The inventory correction by RV dealers may be nearing an end, according to a survey of 45 randomly selected dealers by investment firm A.G. Edwards & Sons Inc.

The Edwards firm, which surveys RV dealers each quarter, reports that dealers now are more comfortable with their inventory levels than they were late last year.

During the current quarter, 27% of the dealers surveyed felt their new unit inventories were too big, which is in-line with previous surveys by the Edwards firm.

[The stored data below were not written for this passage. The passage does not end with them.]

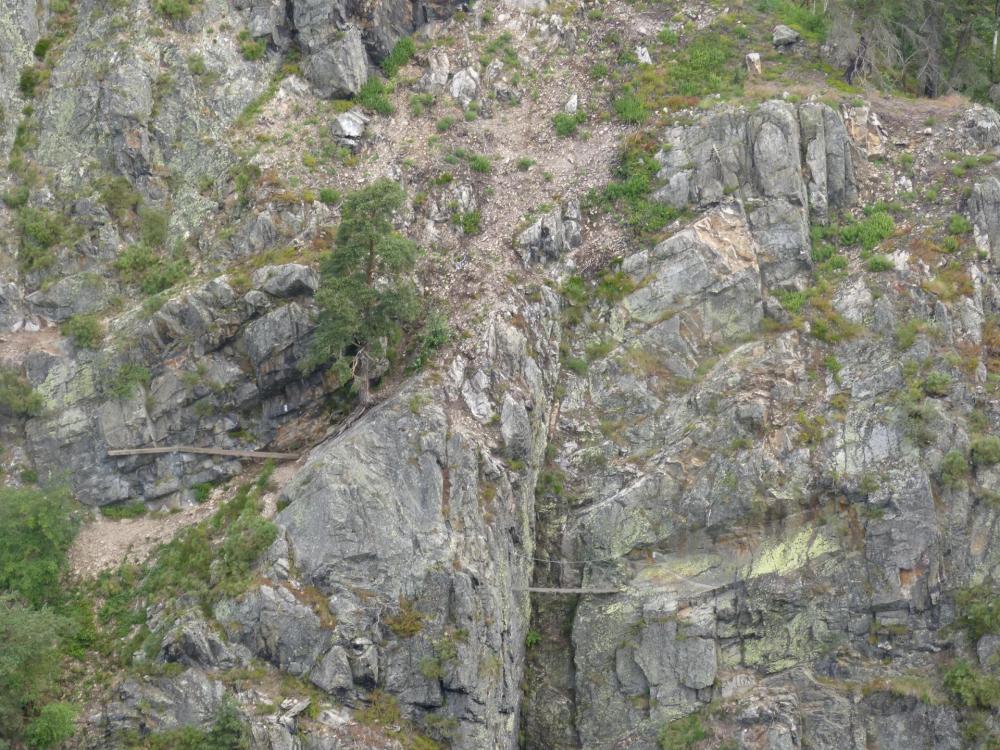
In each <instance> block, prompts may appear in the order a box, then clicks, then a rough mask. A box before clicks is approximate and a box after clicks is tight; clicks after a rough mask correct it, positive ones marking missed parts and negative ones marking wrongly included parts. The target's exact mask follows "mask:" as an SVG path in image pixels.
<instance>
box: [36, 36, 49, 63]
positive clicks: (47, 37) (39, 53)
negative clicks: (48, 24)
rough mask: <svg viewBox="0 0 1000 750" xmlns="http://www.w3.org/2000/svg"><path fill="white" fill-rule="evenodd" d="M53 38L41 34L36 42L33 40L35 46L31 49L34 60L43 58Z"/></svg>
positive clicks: (46, 53)
mask: <svg viewBox="0 0 1000 750" xmlns="http://www.w3.org/2000/svg"><path fill="white" fill-rule="evenodd" d="M53 41H54V40H53V39H52V37H50V36H43V37H42V38H41V39H39V40H38V41H37V42H35V47H34V49H33V50H32V54H34V56H35V59H36V60H44V59H45V56H46V55H47V54H49V50H50V49H51V48H52V42H53Z"/></svg>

In comparison, during the fourth quarter of last year, 49% of the dealers surveyed responded that their new product inventory was too high.

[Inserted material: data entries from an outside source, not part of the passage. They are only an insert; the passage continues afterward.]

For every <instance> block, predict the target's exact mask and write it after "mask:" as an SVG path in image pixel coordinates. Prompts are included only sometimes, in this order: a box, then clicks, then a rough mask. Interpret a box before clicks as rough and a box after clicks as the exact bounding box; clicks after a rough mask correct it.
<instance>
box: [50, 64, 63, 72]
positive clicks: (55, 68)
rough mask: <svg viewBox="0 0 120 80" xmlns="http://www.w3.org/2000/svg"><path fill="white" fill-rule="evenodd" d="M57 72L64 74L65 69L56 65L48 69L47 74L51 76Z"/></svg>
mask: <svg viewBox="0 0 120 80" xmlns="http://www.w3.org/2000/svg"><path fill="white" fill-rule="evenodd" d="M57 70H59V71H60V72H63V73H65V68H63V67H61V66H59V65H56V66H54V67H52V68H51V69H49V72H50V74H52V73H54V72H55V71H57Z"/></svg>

“While the inventory correction that has been occurring at the dealership level since the second quarter of 2000 may not be quite finished yet, it appears that it is nearing its end,” according to Craig Clark, associate market analyst at the Edwards firm.

Otherwise, the dealers surveyed by the Edwards firm estimate retail sales of towables will be up 0.7% during the first quarter, but motorhome sales will be down 6.8% when compared with the first quarter of 2000.

Retail sales in the Midwest surged 11.5% during the first quarter, but retail volume was down 11% in the West and 8.6% in the South/Southeast, according to the Edwards firm.

One possible explanation for the strength of the retail market in the Midwest early this year is that severe winter weather during November and December resulted in purchases being temporarily postponed, according to Clark.

In general, dealers remain optimistic, believing retail sales will increase 5.8% this year, when compared with 2000, Clark reported.